Sporting culture is a combination of tangible and intangible elements — the number of fans that turn up to watch local sports, the importance given to sports by schools and parents, the presence of playgrounds in urban environments, local teams, local platforms that showcase and highlight lesser-known sports and sporting talent, local coaches and champions from the community — these are but some measures of a thriving sporting culture.
4 P’s of a sporting culture
Yet, a strong sporting culture is what we need to get India to play. Building a nurturing ecosystem for sports to thrive, from the grassroots all the way up, needs strong foundations.

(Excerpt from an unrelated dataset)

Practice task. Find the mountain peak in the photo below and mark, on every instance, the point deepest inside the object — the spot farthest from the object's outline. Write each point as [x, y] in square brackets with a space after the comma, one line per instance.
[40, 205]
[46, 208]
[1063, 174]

There are three areas where corporates can play a significant role in growing the ecosystem: Playgrounds, People Development, and Platforms.
Giving children an opportunity for free play is paramount, and playgrounds are a fundamental enabler in this process. Playgrounds are not a priority area in education: only 60% of primary and 78% of secondary schools in India. The individual state numbers are even starker — only 30% of schools in Odisha and 32% of schools in Jharkhand have a playground.
As per the Right To Education (RTE) Act of 2009, all schools, both public and private were expected to meet infrastructure norms – which includes a playground – within three years, i.e. by 31 March, 2013. However, the government relaxed rules through a 2012 amendment, stating that “… due to space difficulties in providing playgrounds within the school premises, it is not necessary anymore for schools to have a playground facility. However, schools must ensure to provide alternative arrangements for children in nearby parks for children to engage in outdoor/ physical activities.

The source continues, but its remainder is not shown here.